# Seasonal Camping



## wiscoheels (Oct 24, 2009)

After a few trips with the 298 DW and I are considering seasonal camping. We live in WI and have considered a few camp grounds. What are some things, if you are seasonal, have done seasonal, or know of others and have learned from them -- what are some things we should be aware of as we make plans for seasonal camping as early as 2012? Cement pads for tires or is wood okay? Slide outs in when not camping or leave out until winter? We have learned some of this already but welcome thoughts from others.


----------



## mena661 (Feb 9, 2010)

I would post this over on rv.net in the "Full-time RVing" section, you'll get a lot more replies there.


----------



## luckylynn (Jan 9, 2007)

wiscoheels said:


> After a few trips with the 298 DW and I are considering seasonal camping. We live in WI and have considered a few camp grounds. What are some things, if you are seasonal, have done seasonal, or know of others and have learned from them -- what are some things we should be aware of as we make plans for seasonal camping as early as 2012? Cement pads for tires or is wood okay?

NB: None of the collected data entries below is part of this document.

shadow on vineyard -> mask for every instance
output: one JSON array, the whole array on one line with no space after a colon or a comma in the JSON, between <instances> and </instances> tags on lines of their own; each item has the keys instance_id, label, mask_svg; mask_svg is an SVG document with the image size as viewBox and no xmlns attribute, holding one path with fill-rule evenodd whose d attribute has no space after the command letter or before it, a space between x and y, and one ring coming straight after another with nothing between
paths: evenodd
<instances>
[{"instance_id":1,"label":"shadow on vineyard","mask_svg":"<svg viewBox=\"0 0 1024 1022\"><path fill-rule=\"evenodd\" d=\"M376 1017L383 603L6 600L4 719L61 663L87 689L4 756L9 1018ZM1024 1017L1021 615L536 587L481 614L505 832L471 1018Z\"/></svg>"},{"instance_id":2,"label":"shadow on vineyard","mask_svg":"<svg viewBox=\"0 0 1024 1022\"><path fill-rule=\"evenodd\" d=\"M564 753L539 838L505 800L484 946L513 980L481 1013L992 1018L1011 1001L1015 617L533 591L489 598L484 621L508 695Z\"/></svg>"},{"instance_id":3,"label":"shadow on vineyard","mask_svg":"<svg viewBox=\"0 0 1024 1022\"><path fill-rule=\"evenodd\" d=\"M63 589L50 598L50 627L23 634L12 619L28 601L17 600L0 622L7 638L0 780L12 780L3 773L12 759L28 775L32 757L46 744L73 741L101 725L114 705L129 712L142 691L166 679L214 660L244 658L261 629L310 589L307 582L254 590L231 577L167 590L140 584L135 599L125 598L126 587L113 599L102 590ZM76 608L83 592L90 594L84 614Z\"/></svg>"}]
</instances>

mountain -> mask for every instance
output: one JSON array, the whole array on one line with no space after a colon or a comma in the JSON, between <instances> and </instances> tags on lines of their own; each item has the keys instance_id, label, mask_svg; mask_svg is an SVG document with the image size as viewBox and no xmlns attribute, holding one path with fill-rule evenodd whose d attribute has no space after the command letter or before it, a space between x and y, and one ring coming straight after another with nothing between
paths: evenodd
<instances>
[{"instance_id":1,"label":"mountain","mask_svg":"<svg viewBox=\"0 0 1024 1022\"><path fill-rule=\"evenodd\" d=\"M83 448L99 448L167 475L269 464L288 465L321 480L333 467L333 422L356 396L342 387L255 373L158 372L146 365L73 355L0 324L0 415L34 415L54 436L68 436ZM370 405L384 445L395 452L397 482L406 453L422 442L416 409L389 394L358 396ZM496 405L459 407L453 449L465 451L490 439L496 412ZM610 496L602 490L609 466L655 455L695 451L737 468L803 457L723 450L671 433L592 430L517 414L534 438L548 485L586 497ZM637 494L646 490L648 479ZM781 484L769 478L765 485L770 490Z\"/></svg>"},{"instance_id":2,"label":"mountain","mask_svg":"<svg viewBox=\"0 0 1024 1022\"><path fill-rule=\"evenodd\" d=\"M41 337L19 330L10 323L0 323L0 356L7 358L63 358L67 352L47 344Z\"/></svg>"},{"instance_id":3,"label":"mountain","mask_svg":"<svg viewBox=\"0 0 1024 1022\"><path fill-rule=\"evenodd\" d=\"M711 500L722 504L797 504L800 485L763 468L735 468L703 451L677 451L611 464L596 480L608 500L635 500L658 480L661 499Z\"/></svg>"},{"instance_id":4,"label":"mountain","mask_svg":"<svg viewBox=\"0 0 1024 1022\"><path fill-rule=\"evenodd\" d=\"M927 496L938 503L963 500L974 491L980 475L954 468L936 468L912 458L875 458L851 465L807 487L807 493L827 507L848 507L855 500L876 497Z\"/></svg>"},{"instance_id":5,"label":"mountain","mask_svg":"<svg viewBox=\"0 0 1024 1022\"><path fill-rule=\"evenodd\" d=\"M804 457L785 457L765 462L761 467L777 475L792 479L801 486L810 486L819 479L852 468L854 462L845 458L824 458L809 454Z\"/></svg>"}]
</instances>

Slide outs in when not camping or leave out until winter? We have learned some of this already but welcome thoughts from others.


Don't give up here ,several people on this forum have seasonal sights and will most likely sign in with some help for you. good luck

Happy Camping....luckylynn

P.S. just a thought you might ask this question in Gen. Discussion,I think I have seen the topic come up there


----------



## 14kbiz (Aug 4, 2011)

I had a 298RE delivered to my seasonal site this summer. I use wood under the tires but I also have about 3-4 inches of stone under that. My slides are opened in May and stay that way until mid-Oct when I close up. You can consider putting something under the sofa/dinette slide tto avoid shaking if you want. I do not get as much use from my awning as I did with my last rv. The new, electric awnings have nowhere to hookup deflappers on the sides so they sustain minimal winds and need to be retracted. I'm thinking about a more permanent roof structure next year.
One problem I did have was using a water filter on the city connection. The connection on the RV is only plastic and can't support the weight of a filter. Mine cracked in 2 days. If you use a filter buy an adapter and hook that up to the city line,then add the filter, then run your water hose to the rv.
Plan on using extra stabilizer jacks for support under the middle of the rv. The 298 is a long trailer. I added one under the door and in front of the long slide.

That's all I can think of for now. If anything else comes to mind I'll add it here.


----------



## wiscoheels (Oct 24, 2009)

Thanks for the input. I have used an 'L' adapter for the water filter and that has reduced the strain. I have also attached the filter at the faucet end. The filter I use has a flexible hose one end. Good idea about braces near the door. We have 'X-Chocks' on the wheels to stabilize the camper.


----------